Combine the flour, sugar, baking powder, salt, cinnamon and raisins in a large bowl and stir well to combine. Pour in the heavy cream and mix until a stiff dough is formed. (If the mixture is too dry, add some milk by tablespoonfuls until the dough forms.) Turn out onto a lightly floured surface and knead for about 30 seconds. Pat the dough into a 12-inch by 6-inch rectangle. Cut the dough into 3-inch lengths crosswise, then cut each rectangle into triangles. Place on a greased sheet pan – preferably one lined with parchment paper – at least 2 inches apart and brush with the melted butter. Sprinkle with the coarse sugar and place in the hot oven. Bake for 15-20 minutes or until nicely browned. Makes 6 scones.


Limoncello crema
(Italian lemon cream liqueur)

Limoncello is a traditional sweet lemon liqueur made in southern Italy, usually served as an after-dinner drink. There are a few commercial cream versions, but most contain only alcohol, sugar syrup and lemon peel.

Limoncello is pricey, but inexpensive and surprisingly easy to make at home. Even the cream version below is a snap, and so decadently delicious, it’s worth the extra step. Though it tastes rich and creamy, the recipe uses only lowfat milk. If you can find Meyer lemons (they’re now just coming into season), use them: their fragrant perfume makes this even better. Italians serve limoncello straight up, in small glasses, but it’s also good over crushed ice.

  • 6 – 8 lemons
  • 2 c. vodka (the vodka should be good quality, but an expensive top-flight brand isn’t necessary)
  • 8 c. (1/2 gallon) low-fat milk, either one or two percent
  • 1 c. sugar

Zest the lemons (remove the peel) with a fine mesh grater, being careful to avoid as much of the bitter white pith as possible. Combine the grated peel with the vodka in a glass jar or bottle, swirl to combine, and let stand for four days, giving the jar a swirl occasionally.

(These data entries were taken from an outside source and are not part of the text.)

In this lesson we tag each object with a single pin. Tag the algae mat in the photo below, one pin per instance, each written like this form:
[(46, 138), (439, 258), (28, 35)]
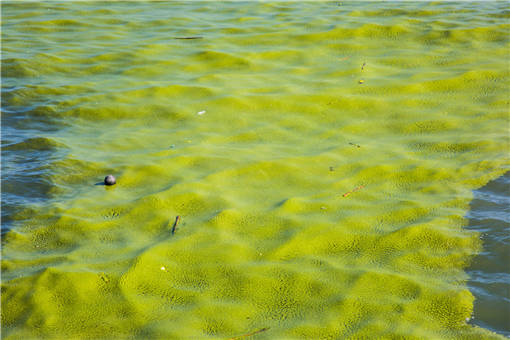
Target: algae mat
[(321, 156)]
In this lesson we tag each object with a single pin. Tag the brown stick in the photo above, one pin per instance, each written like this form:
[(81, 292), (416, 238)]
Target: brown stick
[(249, 334), (353, 190), (177, 219)]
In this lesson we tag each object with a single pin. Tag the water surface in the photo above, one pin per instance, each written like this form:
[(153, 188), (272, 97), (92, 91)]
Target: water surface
[(322, 157)]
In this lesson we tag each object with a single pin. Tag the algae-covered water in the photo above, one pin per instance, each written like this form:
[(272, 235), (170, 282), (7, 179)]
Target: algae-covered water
[(322, 158)]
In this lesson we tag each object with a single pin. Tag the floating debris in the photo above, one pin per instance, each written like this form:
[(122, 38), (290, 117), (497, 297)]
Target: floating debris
[(188, 38), (110, 180), (250, 334), (105, 278), (353, 190), (174, 228)]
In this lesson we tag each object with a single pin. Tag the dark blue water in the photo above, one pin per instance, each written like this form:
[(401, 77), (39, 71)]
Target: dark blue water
[(490, 271)]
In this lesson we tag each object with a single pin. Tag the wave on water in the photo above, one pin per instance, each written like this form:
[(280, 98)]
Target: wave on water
[(321, 158)]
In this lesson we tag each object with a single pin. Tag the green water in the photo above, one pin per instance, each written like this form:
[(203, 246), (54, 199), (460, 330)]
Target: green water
[(322, 193)]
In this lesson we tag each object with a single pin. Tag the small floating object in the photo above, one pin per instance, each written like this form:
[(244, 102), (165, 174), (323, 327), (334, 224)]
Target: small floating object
[(353, 190), (174, 227), (187, 38), (110, 180), (250, 334)]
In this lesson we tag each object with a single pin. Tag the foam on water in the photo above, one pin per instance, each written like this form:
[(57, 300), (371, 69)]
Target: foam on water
[(311, 204)]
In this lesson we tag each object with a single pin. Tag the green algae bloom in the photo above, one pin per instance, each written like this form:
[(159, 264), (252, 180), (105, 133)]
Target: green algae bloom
[(321, 192)]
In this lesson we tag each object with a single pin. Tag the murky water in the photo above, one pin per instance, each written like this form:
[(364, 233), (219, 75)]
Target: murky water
[(322, 158)]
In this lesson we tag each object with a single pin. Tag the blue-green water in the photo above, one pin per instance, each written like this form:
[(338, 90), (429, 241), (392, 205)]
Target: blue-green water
[(323, 159)]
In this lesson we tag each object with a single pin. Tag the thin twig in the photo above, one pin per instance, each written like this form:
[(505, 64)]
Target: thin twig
[(353, 190), (187, 38), (177, 219), (250, 334)]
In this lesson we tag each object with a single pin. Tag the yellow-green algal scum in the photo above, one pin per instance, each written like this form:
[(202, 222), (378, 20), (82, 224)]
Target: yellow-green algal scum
[(321, 156)]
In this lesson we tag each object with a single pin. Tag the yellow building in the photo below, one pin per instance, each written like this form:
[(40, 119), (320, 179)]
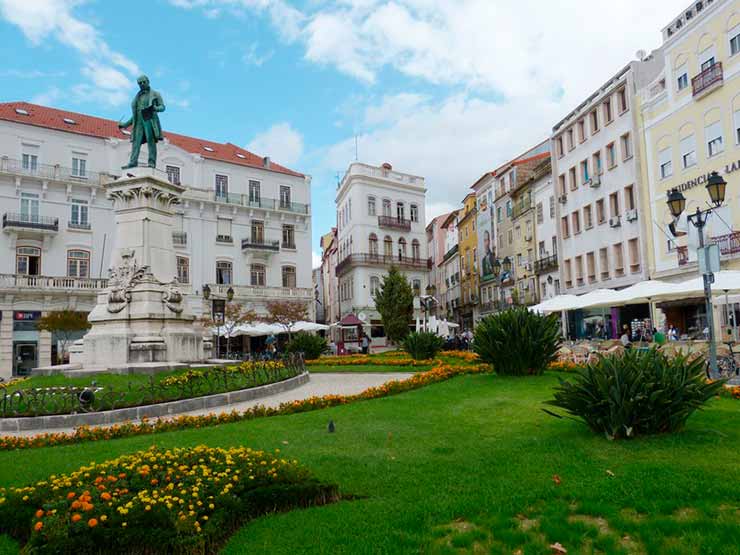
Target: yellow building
[(468, 249), (691, 127)]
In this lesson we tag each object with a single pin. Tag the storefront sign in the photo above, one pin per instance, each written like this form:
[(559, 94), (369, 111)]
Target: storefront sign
[(27, 315), (702, 179)]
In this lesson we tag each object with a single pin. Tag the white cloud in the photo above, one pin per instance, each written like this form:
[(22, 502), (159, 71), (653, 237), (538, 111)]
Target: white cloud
[(254, 58), (280, 142), (108, 73), (450, 142)]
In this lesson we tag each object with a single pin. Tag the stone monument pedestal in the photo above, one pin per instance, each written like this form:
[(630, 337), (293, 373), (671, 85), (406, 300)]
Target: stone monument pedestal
[(141, 319)]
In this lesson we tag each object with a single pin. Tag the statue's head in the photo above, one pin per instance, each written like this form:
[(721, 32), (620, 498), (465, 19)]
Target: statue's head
[(143, 82)]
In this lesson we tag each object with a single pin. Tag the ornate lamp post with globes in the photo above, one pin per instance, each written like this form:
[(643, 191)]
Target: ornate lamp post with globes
[(716, 187), (218, 311)]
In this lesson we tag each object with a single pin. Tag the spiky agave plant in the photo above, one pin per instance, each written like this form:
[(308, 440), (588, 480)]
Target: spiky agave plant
[(637, 393)]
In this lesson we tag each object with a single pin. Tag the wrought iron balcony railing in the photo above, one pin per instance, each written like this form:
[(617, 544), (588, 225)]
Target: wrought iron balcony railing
[(371, 259), (546, 264), (30, 221), (394, 222), (707, 80), (259, 243)]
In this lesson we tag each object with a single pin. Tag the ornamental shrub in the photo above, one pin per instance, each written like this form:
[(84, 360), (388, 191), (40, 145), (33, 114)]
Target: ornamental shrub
[(423, 345), (177, 501), (312, 346), (637, 393), (517, 342)]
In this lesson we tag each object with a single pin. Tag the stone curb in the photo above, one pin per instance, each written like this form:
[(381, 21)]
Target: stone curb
[(170, 408)]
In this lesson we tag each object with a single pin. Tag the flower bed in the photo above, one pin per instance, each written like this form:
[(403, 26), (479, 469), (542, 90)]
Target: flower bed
[(179, 501), (99, 395), (439, 373)]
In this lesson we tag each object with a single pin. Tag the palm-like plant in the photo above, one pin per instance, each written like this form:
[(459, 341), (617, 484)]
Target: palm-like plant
[(637, 393), (518, 342)]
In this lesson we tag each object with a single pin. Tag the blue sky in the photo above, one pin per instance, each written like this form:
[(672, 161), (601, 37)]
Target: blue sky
[(447, 89)]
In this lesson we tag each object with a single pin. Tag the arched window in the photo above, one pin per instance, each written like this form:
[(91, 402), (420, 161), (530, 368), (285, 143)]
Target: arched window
[(28, 261), (78, 263), (257, 275), (223, 272), (373, 244), (414, 213), (388, 246), (289, 276), (401, 248), (374, 284)]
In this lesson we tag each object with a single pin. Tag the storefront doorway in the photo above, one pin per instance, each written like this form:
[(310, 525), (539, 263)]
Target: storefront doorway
[(25, 357)]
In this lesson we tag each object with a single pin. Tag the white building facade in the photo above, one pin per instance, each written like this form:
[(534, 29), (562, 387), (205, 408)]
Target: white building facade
[(244, 223), (380, 223), (595, 165), (546, 263)]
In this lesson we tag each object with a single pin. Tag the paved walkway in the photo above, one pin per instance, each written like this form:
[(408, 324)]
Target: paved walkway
[(320, 384)]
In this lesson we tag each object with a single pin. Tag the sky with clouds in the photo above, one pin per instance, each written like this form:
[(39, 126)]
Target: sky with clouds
[(447, 89)]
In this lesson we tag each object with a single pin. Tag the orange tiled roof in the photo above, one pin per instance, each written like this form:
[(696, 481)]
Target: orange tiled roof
[(92, 126)]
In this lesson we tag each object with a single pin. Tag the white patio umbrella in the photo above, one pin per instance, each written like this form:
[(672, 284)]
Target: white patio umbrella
[(556, 304)]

Combine the milk and sugar in a heavy saucepan, preferably non-stick, and bring to a simmer over medium heat. Cook at a low simmer, stirring frequently, until the mixture has reduced to 4 cups, about half an hour. Remove from the heat and cool completely.

Pour the lemon-flavored vodka through a fine mesh strainer into the milk mixture. Discard the lemon zest. Chill the limoncello crema thoroughly before serving. Keeps, refrigerated, for a month or more. Makes about 6 c., enough to fill two 750ml bottles.